Let's talk about Chinese New Year's Eve (chúxī), a very important day in Chinese culture and a very important day for me, a native Chinese, to celebrate.
It's a reunion day for every Chinese family. In most parts of China, grand family gatherings and dinner banquets are held to celebrate. Since it's the last meal of the "old year", the entire family must sit together and enjoy traditional family dishes (which almost always includes dumplings (jiaozi) that the whole family would gather and make from scratch starting in the morning). Younger members of the family will kneel and kowtow to older members of the family, wishing them a happy new year and receiving red pouches containing money for new year's gifts.

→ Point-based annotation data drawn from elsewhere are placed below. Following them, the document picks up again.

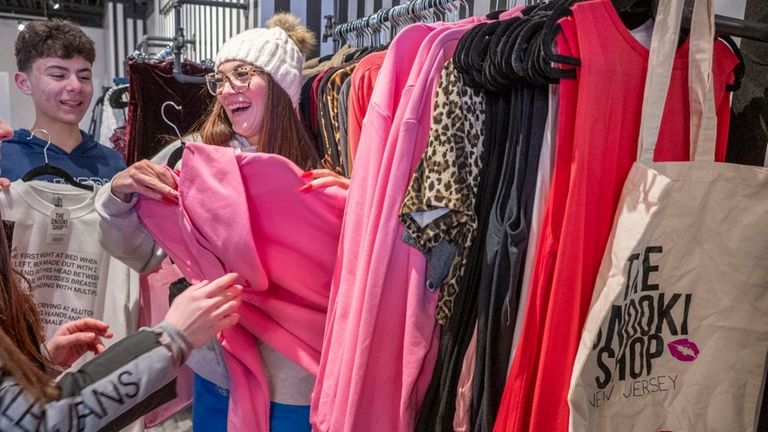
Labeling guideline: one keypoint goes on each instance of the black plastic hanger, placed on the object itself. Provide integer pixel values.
(178, 152)
(50, 170)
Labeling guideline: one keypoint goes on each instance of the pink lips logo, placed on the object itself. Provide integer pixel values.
(683, 350)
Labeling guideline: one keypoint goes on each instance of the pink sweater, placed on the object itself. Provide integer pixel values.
(242, 212)
(381, 338)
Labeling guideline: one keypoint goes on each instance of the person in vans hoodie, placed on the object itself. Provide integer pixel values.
(54, 60)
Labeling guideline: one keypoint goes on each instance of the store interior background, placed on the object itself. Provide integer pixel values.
(123, 23)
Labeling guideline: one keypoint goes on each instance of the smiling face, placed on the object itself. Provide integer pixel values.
(60, 88)
(245, 108)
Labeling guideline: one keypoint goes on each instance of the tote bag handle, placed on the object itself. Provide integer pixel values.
(666, 32)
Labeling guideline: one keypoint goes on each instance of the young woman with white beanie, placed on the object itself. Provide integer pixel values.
(257, 84)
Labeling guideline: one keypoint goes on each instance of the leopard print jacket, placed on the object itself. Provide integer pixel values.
(439, 204)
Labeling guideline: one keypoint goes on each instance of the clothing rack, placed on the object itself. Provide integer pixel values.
(372, 26)
(179, 41)
(734, 27)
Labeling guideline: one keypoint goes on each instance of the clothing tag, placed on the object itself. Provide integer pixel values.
(58, 228)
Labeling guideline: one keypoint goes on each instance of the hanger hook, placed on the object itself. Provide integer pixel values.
(45, 149)
(162, 113)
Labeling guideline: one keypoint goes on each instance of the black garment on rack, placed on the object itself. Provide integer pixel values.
(506, 246)
(748, 133)
(151, 85)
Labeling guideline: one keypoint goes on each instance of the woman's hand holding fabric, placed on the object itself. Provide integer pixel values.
(145, 178)
(321, 178)
(75, 338)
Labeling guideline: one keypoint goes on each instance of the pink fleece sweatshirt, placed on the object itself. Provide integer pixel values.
(381, 338)
(242, 212)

Food and drink offerings are made to ancestors. Door gods and kitchen gods are honored.
It's around this time when you see lots and lots of red and yellow colors everywhere across China, the auspicious colors of joy, luck, happiness, wealth, prosperity, and abundance, to bring in all the good things for the new year to come.
There's an ancient myth of a demon who lived in the western mountains, who wandered the land on the last day of every year, and who would make any human who came cross it ill. The demon had one weakness, which was that it was afraid of the sounds of bamboos. So the ancient Chinese would burn bamboos to keep the demon away from their homes on Chinese New Year's Eve. Nowadays, instead of bamboos, firecrackers would be set off to ward off evil and as a part of the celebration. The demon was said to be named "Xi". "Chuxi" literally translates into "to be rid of xi", which apparently is what people do on Chinese New Year's Eve: get rid of that demon.
The Spring Festival Gala (similar idea as the Vienna New Year's Concert) is an annual New Year's show that's broadcast live on China Central Television on Chinese New Year's Eve, with various artistic performances and celebrity appearances. Preparations for it take up to 6 months. Since the 1980s, when more and more Chinese families began to have televisions in their homes, the Spring Festival Gala has become a crucial part of Chinese New Year's Eve traditions. Family members will watch TV and eat dumplings together until midnight to welcome another new year.